Date: Thu, 3 Nov 1994 16:00:43 CST6CDT
Sender: Vanagon Mailing List <vanagon@vanagon.com>
From: "Dan Houg" <fairwind@northernnet.com>
Subject: Bleeding (my heart doth bleed)
Here's the long version of a new twist on coolant bleeding, using a
'vacuum source.' You air-heads ;-} may want to just delete this one
Parts needed:
*A vacuum source. this can be any mechanism that develops a
relatively small (<10" Hg) vacuum ie a MightyVac (TM) hand operated
pump ($25), an 'oil sucker' pump ($8), a motorized breast pump
(seriously, those jobs really develop a suction-- it bit my wife the
first time she used it and now it's in the garage), or for you
academic types - borrow the vacuum pump from the Perkin-Elmer
Electron Microscope sitting in the lab that nobody uses anyway
because it doesn't work.
*a gallon jug ie a cider jug
*2-hole stopper that fits in the mouth of the jug
*about a foot of rigid plastic tubing of the size that will fit in
the holes of the stopper.
what you are going to do is construct a 'fluid recovery vessel' (FRV) for
suctioning. cut a 3" piece of tubing and stick it in one hole of the
stopper, protruding about and inch from the top. take the remaining
piece of tubing and stick it in from the bottom so again about 1" is
sticking up but the majority is on the bottom (narrow part of the
stopper taper). put this stopper in the jug and voila! you have a
high tech FRV for suctioning darn near anything including overfilled
trannys, brake fluid, or oozing wounds. put the vacuum line from
whatever pump you use on the short piece of tubing. connect the
fluid line to the tubing reaching to the bottom of the jar. this
whole setup is meant to prevent gunk from fouling your pump.
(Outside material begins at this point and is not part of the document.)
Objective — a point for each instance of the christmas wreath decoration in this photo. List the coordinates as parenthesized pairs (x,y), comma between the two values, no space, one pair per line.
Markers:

Now the bleeding part. pretty much this is the same as the book just
substitute sucking anti-freeze out of the radiator bleed screw for
cracking it open and having the horrid stuff spill down the front of
your van.
1. open front and rear heater control valves
2. remove grill, raise front of vehicle a foot and a half
3. take the radiator bleed plug out and attach your fluid line from
the FRV to the scew hole. you'll need some sort of hollow tapered
plug to get it in the screw hole and form a seal. these usaually
come with a vacuum pump 'kit' ie MightyVac(TM)
4. remove the coolant pressure cap and fill the resevoir.
5. now go back to the front of the van and pump up some vacuum on the
cooling system. you'll get alot of air so watch the anti-freeze level
in the resevoir and keep toping it up.
6. when you're getting just anti-freeze in your FRV, put the pressure
cap back on and tighten it.this keeps air from going back in the
radiator. take off the fluid line from the radiator and replace the
plug.
7. start the engine to build up a little pressure in the cooling
system then open the rear bleed screw in the engine compartment,
remember to *pull* back on it! bleed til bubble free.
8. I like to take the van for a little drive and then re-check both
bleeder screws for air (crack open the front one while the system
is warm and pressurized)
BTW, the November 1990 issue of Import Service [Gemini Communications
(216)666-9553] has a feature article on Wasserboxer head gasket
replacement. Quite a good article (and magazine).
I hope this was clear, it's a challenge to describe a physical
procedure verbally, but the process has worked well for me.